Si le ministre de l’intérieur a tenté de rectifier les déclarations faites, il maintient ses propos laissant entendre que le caractère suspensif du recours contre l’OQTF en première instance représenterait une obstruction à l’expulsion. Rappelons ici que seul le recours en première instance est suspensif de l’exécution de la mesure d’éloignement et cela répond au principe du droit au recours effectif consacré par la Déclaration des droits de l’homme et du citoyen de 1789 et par la Convention européenne des droits de l’homme, qui imposent que toute personne a le droit de voir sa situation être examinée par un∙e juge.

En ce qui concerne la longueur de la procédure, les délais imposés à la justice pour statuer sur un recours contre une mesure d’éloignement oscillent entre 48 heures et trois mois. Si les délais excèdent cette durée, cela ne saurait en aucun cas être imputé aux personnes exerçant leur droit au recours ; la longueur des procédures relève plutôt d’une problématique plus large qui concerne le manque de moyens alloués à la justice.

 

Par ailleurs, si le ministre de l’Intérieur évoque les procédures concernant les OQTF, il ne parle pas du contentieux contre d’autres mesures d’éloignement. Certains recours n’ont pas de caractère suspensif, au mépris du reste du droit européen. Il est nécessaire de rappeler que le caractère suspensif d’une procédure n’est pas un obstacle à son exécution mais une garantie procédurale primordiale dans un Etat de droit.

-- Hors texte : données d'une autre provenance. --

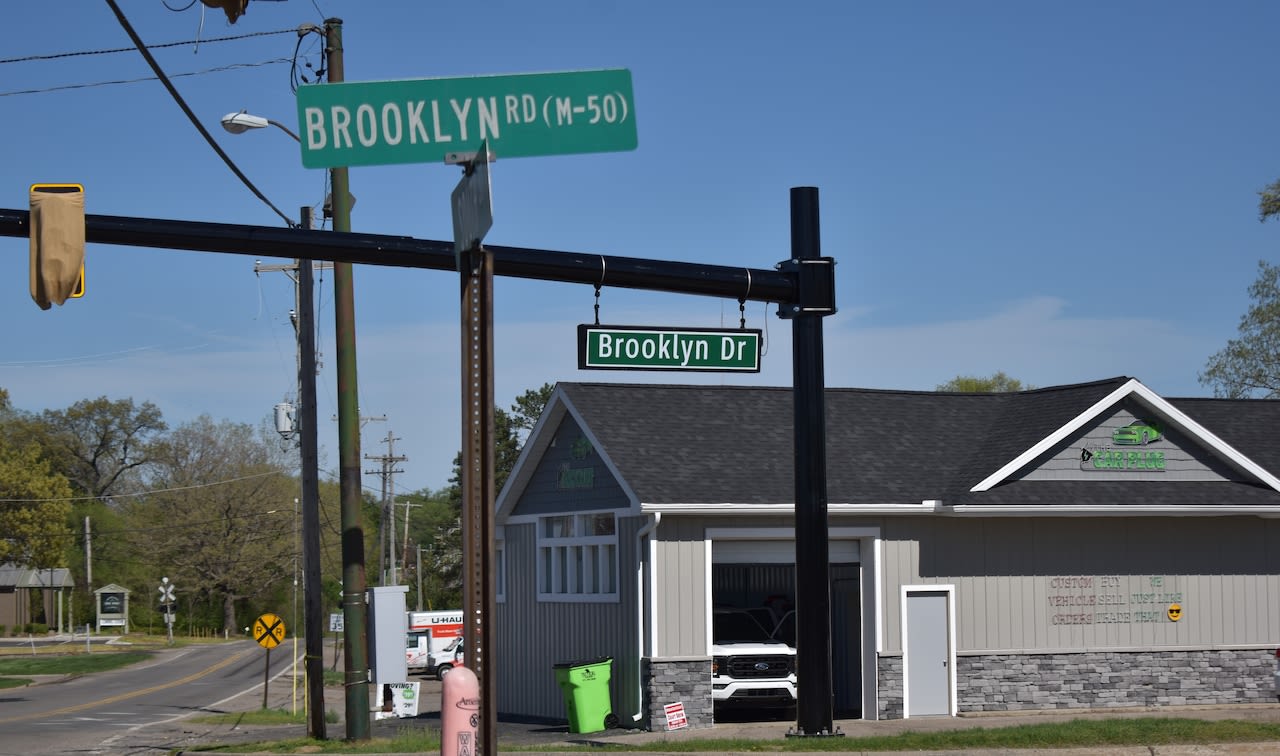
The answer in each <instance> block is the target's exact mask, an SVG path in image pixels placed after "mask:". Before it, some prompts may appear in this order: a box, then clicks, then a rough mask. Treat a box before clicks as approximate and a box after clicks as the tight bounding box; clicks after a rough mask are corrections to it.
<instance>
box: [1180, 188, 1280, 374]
mask: <svg viewBox="0 0 1280 756" xmlns="http://www.w3.org/2000/svg"><path fill="white" fill-rule="evenodd" d="M1276 216H1280V180H1276V182H1272V183H1271V184H1268V185H1267V187H1266V188H1265V189H1262V191H1261V192H1258V221H1261V223H1266V221H1267V220H1270V219H1272V217H1276ZM1249 299H1251V302H1252V303H1251V304H1249V308H1248V311H1245V313H1244V315H1243V316H1240V324H1239V326H1238V333H1239V336H1238V338H1235V339H1229V340H1228V343H1226V347H1224V348H1222V349H1221V350H1220V352H1217V353H1215V354H1213V356H1211V357H1210V358H1208V362H1207V363H1206V365H1204V371H1203V372H1201V374H1199V376H1198V377H1199V382H1201V385H1202V386H1211V388H1212V389H1213V395H1215V397H1220V398H1230V399H1243V398H1249V397H1253V398H1275V397H1280V267H1276V266H1274V265H1268V264H1267V262H1266V261H1265V260H1260V261H1258V278H1257V279H1256V280H1254V281H1253V284H1252V285H1249Z"/></svg>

Enfin, l’obsession de l’inexécution des mesures d’éloignement appelle à une réflexion qui permet de déplacer le débat à un autre niveau : et si au lieu de parler d’inexécution des OQTF nous évoquions plutôt l’inexécution des décisions de justice ? Parmi les décisions de justice prononçant une annulation de la mesure d’éloignement, un bon nombre d’entre elles ne sont pas exécutées par l’administration. C’est notamment le cas lorsque le tribunal administratif prononce une injonction à délivrer un titre de séjour ou du moins à réexaminer le dossier, et que l’administration méprise ces décisions de justice.

 

Dans le même sens, La Cimade fait le constat d’un enfermement trop souvent abusif et disproportionné qui se traduit par le refus régulier de certaines préfectures d’exécuter les décisions des juridictions, notamment supranationales. C’est ainsi que des personnes étrangères, parfois accompagnées d’enfants mineurs, ont été maintenues en rétention, voire expulsées, alors même que la Cour européenne des droits de l’Homme avait ordonné leur libération ou la suspension de leur renvoi (voir le rapport 2021 sur les centres et locaux de rétention administrative).

Lorsque l’obsession du taux d’exécution des mesures d’éloignement prend le dessus sur des considérations qui ont trait aux principes fondateurs de notre état de droit, il est important de tirer la sonnette d’alarme.